TRIBUNE – For the past few days, the official Israeli covid data tracking website (https://datadashboard.health.gov.il/COVID-19/general) provided different statistics by vaccination status. The most interesting in our eyes are the contamination figures as well as the serious COVID cases by age group and by vaccination status. Analysis to enable informed consent:
On the website these data are represented as follows (active patients are the contaminated):
This transparency is to be welcomed and “Public Health France” is invited to do the same by publishing the same statistics for France. Free and informed consent comes at this price, so that everyone can assess their risk benefit balance when deciding whether or not to be vaccinated, or to decide or not for a person over whom they exercise authority.
Following the publication of these data, the Citizen Collective carried out an initial analysis to assess the vaccine effectiveness in terms of prevention of contamination and prevention of serious COVID.
Data extractions took place on 08/02/2021; we compared, for each age group, the percentage of contaminated people totally vaccinated with the vaccination coverage rate of the same age group. This last information appears on the same site. We excluded those under 20 in the analysis because the age distribution is not identical between the two elements compared.
On the shutter contamination, the comparison is summarized in the following table: On reading this table, we see that the proportion of contaminated vaccinated people is equivalent to the vaccination coverage rate in each of the age groups. This leads us to conclude that the efficacy of the vaccine on contamination and transmission is very low or even almost non-existent.

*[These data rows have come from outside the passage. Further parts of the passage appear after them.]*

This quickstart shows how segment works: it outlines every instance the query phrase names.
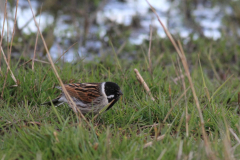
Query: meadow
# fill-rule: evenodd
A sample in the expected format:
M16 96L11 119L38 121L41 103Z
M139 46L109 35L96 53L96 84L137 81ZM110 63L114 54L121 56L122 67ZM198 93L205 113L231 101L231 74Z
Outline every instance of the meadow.
M0 79L1 157L205 159L206 146L199 113L188 79L181 76L185 74L177 54L168 51L164 54L171 55L172 64L164 65L165 56L159 62L154 61L159 56L155 54L152 73L144 56L132 63L116 57L102 62L57 63L57 71L64 83L113 81L121 87L124 95L111 110L94 121L94 115L86 116L90 125L77 119L68 105L57 108L40 105L59 94L54 88L59 84L53 71L49 70L49 64L35 62L33 71L29 63L12 61L11 69L18 86L14 86L15 82L8 75L4 90L7 67L3 65ZM205 66L218 63L221 69L228 64L220 63L218 56L214 57L214 62L205 59ZM210 69L209 74L203 72L197 56L191 62L195 62L191 77L212 154L220 159L238 159L239 68L229 65L228 69L222 69L223 75L218 72L215 75ZM155 101L137 80L135 68L149 86Z
M60 59L55 71L46 57L33 64L9 56L6 62L1 53L1 159L240 159L240 47L234 38L156 36L141 46L127 43L122 51L135 51L131 58L117 53L114 41L109 46L111 54L92 61ZM41 105L58 96L60 79L112 81L123 96L84 120L67 104Z

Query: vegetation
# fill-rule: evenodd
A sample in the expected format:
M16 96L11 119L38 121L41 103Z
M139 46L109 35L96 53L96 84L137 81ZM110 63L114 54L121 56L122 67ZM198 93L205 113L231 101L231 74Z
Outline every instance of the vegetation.
M154 47L157 48L157 46ZM205 44L198 47L205 48ZM155 56L158 56L157 54L155 53ZM35 62L35 70L32 71L28 64L12 62L11 69L19 86L14 87L14 81L11 76L8 76L6 88L2 90L1 157L5 159L36 157L43 159L156 159L161 155L163 159L175 159L179 156L180 159L191 156L194 159L206 158L192 92L187 90L186 98L181 96L184 89L181 78L177 78L181 74L177 60L175 61L177 55L170 52L164 54L171 55L173 62L176 63L164 66L163 58L154 65L152 75L148 71L147 59L140 57L138 62L128 65L126 60L118 59L120 64L123 64L121 67L112 58L107 58L102 64L87 61L78 61L75 64L64 63L63 66L61 63L56 64L64 83L113 81L121 86L124 96L113 109L102 113L94 122L91 122L92 115L86 116L91 127L84 121L79 123L75 113L67 105L57 108L40 105L49 100L49 97L52 99L59 93L54 89L58 82L53 72L48 70L50 65ZM213 53L213 55L216 54ZM200 57L203 56L200 55ZM155 63L154 59L152 59L153 63ZM233 64L225 70L221 67L225 65L224 63L209 61L209 66L211 66L210 63L213 63L213 66L219 63L219 68L224 71L224 76L218 75L220 77L218 80L213 72L212 78L205 72L202 75L201 70L207 70L207 67L201 68L197 57L192 58L189 63L194 63L191 67L191 76L212 150L219 158L232 155L239 158L239 142L229 130L232 128L236 135L240 135L239 105L234 103L237 101L239 92L237 87L239 68ZM156 101L149 98L137 81L134 68L140 71ZM5 66L2 67L1 89L4 86L6 70ZM229 77L230 79L226 81ZM184 81L188 88L186 77ZM210 102L205 87L212 97ZM231 101L227 103L229 98ZM189 114L188 137L186 136L186 106ZM171 107L174 109L163 123ZM156 141L160 135L165 137L161 141ZM144 148L144 145L151 141L153 145ZM233 147L234 145L236 147Z
M149 41L137 46L126 40L122 55L115 52L121 46L109 40L111 54L92 61L58 61L55 67L64 83L113 81L124 93L96 119L86 115L88 123L68 105L41 105L60 92L44 58L34 62L34 69L24 55L9 60L15 82L0 57L0 158L240 159L240 48L228 38L213 41L190 36L182 44L187 63L182 63L170 40L157 36L151 41L150 58ZM126 58L126 53L131 57ZM183 67L186 64L195 91Z

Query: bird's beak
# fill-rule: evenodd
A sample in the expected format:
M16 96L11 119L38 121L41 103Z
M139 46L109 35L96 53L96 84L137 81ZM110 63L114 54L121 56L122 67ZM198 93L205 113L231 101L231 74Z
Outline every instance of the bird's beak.
M122 93L122 91L121 91L121 90L120 90L118 93L119 93L119 95L123 95L123 93Z

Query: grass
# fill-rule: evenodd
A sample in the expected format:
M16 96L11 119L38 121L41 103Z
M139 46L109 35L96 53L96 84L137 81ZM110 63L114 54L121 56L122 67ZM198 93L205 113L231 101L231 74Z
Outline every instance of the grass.
M153 55L154 56L154 55ZM153 63L154 63L153 58ZM126 63L118 59L119 64ZM197 61L197 60L196 60ZM56 64L64 83L113 81L119 84L124 96L108 112L102 113L95 122L87 115L91 127L78 123L75 113L67 106L53 107L40 104L53 99L59 91L50 65L35 63L35 71L29 63L25 66L14 62L11 69L19 81L18 87L11 87L14 81L8 76L4 96L1 100L0 158L5 159L205 159L207 157L200 130L198 111L190 90L186 93L188 106L189 136L186 136L185 98L177 103L166 122L165 116L171 104L184 92L181 80L177 84L174 64L165 67L159 63L148 72L145 59L131 65L115 63L107 58L106 63L78 61L75 64ZM129 67L130 66L130 67ZM203 65L202 65L203 66ZM137 68L148 84L156 101L152 101L134 73ZM177 67L176 67L177 68ZM235 67L234 67L235 68ZM2 67L3 73L6 66ZM223 159L226 156L239 158L240 147L229 131L232 128L239 137L239 115L237 93L239 80L236 75L218 81L201 72L199 65L192 68L192 79L202 109L205 129L214 154ZM46 75L46 77L45 77ZM203 76L201 76L203 75ZM230 77L230 75L228 75ZM205 94L203 78L210 97ZM186 86L189 87L185 77ZM0 79L3 86L4 78ZM218 89L220 88L220 89ZM216 92L217 91L217 92ZM227 104L227 100L232 98ZM165 135L161 141L156 138ZM152 146L144 147L147 142Z
M68 105L40 105L60 92L51 65L35 62L33 71L29 58L11 59L16 87L0 57L0 158L240 159L237 42L190 36L183 45L188 63L182 66L181 48L153 36L141 46L124 42L121 53L115 52L113 39L111 55L55 64L64 83L113 81L123 91L96 120L86 115L89 124L79 121ZM138 82L135 68L155 101ZM190 69L191 77L182 76L183 68Z

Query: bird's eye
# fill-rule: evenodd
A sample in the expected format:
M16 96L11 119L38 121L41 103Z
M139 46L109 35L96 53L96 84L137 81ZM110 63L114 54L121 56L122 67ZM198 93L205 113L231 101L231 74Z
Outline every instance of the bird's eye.
M113 97L114 97L114 95L107 96L107 98L113 98Z

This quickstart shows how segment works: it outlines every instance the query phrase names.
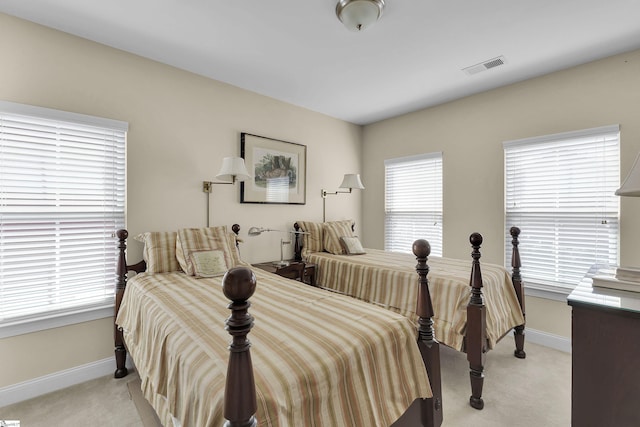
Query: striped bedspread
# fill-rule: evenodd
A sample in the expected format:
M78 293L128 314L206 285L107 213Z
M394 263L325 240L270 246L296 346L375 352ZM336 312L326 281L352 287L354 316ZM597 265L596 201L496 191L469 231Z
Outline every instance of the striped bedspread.
M261 270L249 312L260 426L387 426L431 396L413 322ZM415 281L415 280L414 280ZM143 273L116 323L163 424L219 427L231 337L221 278Z
M411 318L415 317L418 292L416 259L412 254L366 249L363 255L307 254L317 265L316 284L363 301L374 303ZM429 257L429 290L433 302L436 338L462 350L469 303L471 258L468 261ZM489 348L524 316L510 273L502 266L480 265L487 312Z

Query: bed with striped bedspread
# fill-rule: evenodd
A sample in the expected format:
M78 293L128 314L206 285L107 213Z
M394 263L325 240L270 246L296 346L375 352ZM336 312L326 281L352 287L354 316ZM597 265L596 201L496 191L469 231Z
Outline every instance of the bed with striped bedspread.
M317 265L317 286L416 317L416 261L412 255L367 248L362 255L308 252L305 259ZM429 268L435 336L441 343L462 351L471 261L432 256ZM482 279L487 344L493 348L504 334L524 323L524 316L507 269L483 263Z
M260 426L390 425L413 399L431 396L411 320L254 273L249 339ZM221 278L142 273L128 281L116 323L165 426L174 417L182 427L223 424L228 303Z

On the shutter of severe cases, the summary table is as follows: the analysis of the table shows us the existence of a manifest efficacy in the prevention of serious cases. Unfortunately, this effectiveness decreases with age. This finding probably led to the decision of the Israeli government to administer a third injection to the most 60 years old. It would be interesting to know whether this drop in effectiveness is due to age or to the duration of protection. Indeed, the oldest people in Israel were the first to be vaccinated. The follow-up of people who received a third injection will provide us with conclusions on the cause of this decrease in efficacy.
In conclusion, Israeli data clearly shows us that the vaccine is not very effective on transmission. The same observation was made in the United States in the Massachusetts cluster. This makes the health pass as it is currently defined in France completely obsolete. The large-scale vaccination policy is also to be called into question. The fact that the virus circulates in vaccinated people mechanically increases the likelihood of the emergence of vaccine-resistant variants.
The decline in the prevention of severe cases with age is a worrying element that should be taken seriously. Indeed, the victims of the SARS-COV2 virus are mainly the elderly. With such vaccine effectiveness in this population, the vaccine is far from being the magic solution to protect it. The generalization of FFP2 masks and the search for treatments are essential elements to protect our elders. Not vaccinating people who are not at risk is also an element of protection for the elderly population. Indeed, this decreases the probability of the emergence of a vaccine resistant variant from which the elderly are the first to benefit.